I met Fred’s Mum with her potty mouth, who tells her son his messy homework is “crap” and that he needs to rub it out and start again.  (Apparently she also told another parent who didn’t know much about me that I was “frickin’ awesome” – I taught Fred in Year 1 too).

I saw parents who pulled out notebooks with dot points to cover off, parents who took notes on what they could work on at home (times tables, reading analogue clocks) and parents who were laid back “all good” and “he’s happy”.  I waited for parents who didn’t show up.  I wonder if they do that for doctors too.

I met parents who are genuinely grateful for what we do at the school, for giving their children opportunities, for a well-timed compliment, for encouragement to try something new or do something better.

I heard about Harriet who plays at being a teacher at home – she even has a whiteboard.  From Malik’s Mum who has been anxiously asking me for a couple of weeks now about the entrance test for the prestigious, challenging and stressful O.C. class (Opportunity class for Gifted and Talented children) (-notes go out on Monday).  About how India’s mother wants her to sit the test too and how Nadia’s Mum doesn’t.  I pointed out their children’s artwork from amongst the menagerie of animals that we live amongst in the classroom at the moment.

I learned that some kids were the less smart siblings of high achievers, the less popular siblings of the life of the party, the last child in the family for whom their parents had little energy or time left to give to.  I heard about the lovely grandmother who used to bring her granddaughter to school each day, who I used to chat with, who used to be a teacher too, back in the day, who now has dementia and is living in a hospice.

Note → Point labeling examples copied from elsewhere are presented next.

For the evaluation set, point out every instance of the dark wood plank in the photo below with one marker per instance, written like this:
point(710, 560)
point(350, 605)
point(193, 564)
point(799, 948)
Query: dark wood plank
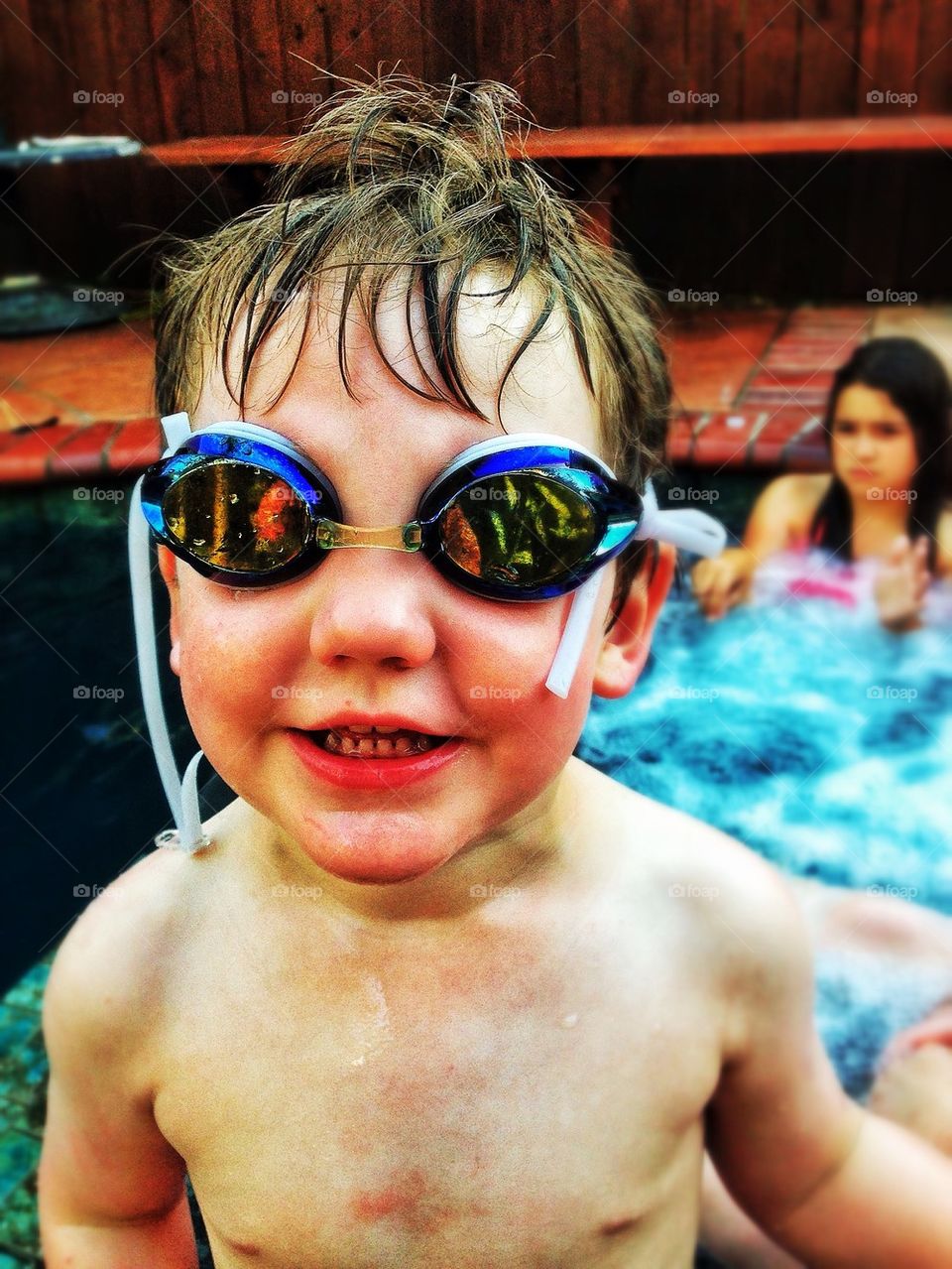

I heard that Tahlia thought she was “dumb” and “bad”, I listened as Marvin’s parents reported that they thought he was “messy” and “lazy.” But the most heartbreaking of all was the tale of Quentin’s despair and self-loathing, the catastrophizing that lies behind his sulky demeanour and hot angry tears.  I got his parent’s permission for him to see the school counsellor and talked of other things we can start in the classroom immeidately.  Recognising the good things he can do, some strategies for controlling his emotions before they get away from him.  Poor kid.  (The next day he received praise for his kindness and helpfulness and I circled around him keeping an ear on the conversations he was involved in).

It’s been a rollercoaster of a week, pushing through the utter physical and mental exhaustion with information shared and received and a new protectiveness felt about certain children with their friendship issues, their dreams and their parental ambitions.

Thank goodness we can debrief in the staffroom.